Private firms with outright police powers have been proliferating in some places — and trying to expand their terrain. The “company police agencies,” as businesses such as Capitol Special Police are called here, are lobbying the state legislature to broaden their jurisdiction, currently limited to the private property of those who hire them, to adjacent streets. […]

Private security guards have outnumbered police officers since the 1980s, predating the heightened concern about security brought on by the Sept. 11, 2001, attacks. What is new is that police forces, including the Durham Police Department here in North Carolina’s Research Triangle, are increasingly turning to private companies for help. […]

“You can see the public police becoming like the public health system,” said Thomas M. Seamon, a former deputy police commissioner for Philadelphia who is president of Hallcrest Systems Inc., a leading security consultant. “It’s basically, the government provides a certain base level.
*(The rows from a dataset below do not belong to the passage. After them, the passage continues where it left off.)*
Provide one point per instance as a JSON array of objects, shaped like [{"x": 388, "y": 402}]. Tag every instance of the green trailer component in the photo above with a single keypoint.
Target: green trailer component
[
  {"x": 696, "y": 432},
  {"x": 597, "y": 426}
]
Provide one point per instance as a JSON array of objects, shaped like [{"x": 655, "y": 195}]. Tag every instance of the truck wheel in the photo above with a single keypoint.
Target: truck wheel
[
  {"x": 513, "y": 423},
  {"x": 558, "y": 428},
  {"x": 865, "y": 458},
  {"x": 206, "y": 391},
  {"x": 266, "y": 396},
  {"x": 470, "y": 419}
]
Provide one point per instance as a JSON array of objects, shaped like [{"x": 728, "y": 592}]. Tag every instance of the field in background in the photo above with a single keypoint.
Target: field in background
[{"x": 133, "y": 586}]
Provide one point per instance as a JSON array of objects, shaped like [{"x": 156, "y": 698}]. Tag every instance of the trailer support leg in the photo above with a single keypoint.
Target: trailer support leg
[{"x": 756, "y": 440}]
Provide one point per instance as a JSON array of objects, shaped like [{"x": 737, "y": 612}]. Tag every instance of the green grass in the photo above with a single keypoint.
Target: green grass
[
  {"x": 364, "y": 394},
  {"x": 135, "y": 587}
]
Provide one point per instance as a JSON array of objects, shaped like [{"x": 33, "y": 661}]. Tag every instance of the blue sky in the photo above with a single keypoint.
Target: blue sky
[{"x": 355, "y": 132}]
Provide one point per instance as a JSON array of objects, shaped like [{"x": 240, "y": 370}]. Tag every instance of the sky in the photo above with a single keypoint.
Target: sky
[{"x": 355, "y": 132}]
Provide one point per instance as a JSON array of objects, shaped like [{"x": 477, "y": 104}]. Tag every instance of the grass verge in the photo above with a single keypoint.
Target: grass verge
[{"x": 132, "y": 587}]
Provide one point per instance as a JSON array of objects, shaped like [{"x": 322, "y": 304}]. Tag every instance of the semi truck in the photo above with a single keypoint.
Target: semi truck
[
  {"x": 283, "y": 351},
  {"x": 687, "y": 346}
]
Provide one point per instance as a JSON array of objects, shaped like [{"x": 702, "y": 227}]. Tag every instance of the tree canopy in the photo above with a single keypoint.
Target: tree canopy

If you want more than that, you pay for it yourself.” […]

The trend is triggering debate over whether the privatization of public safety is wise. Some police and many security officials say communities benefit from the extra eyes and ears. Yet civil libertarians, academics, tenants rights organizations and even a trade group that represents the nation’s large security firms say some private security officers are not adequately trained or regulated. Ten states in the South and West do not regulate them at all.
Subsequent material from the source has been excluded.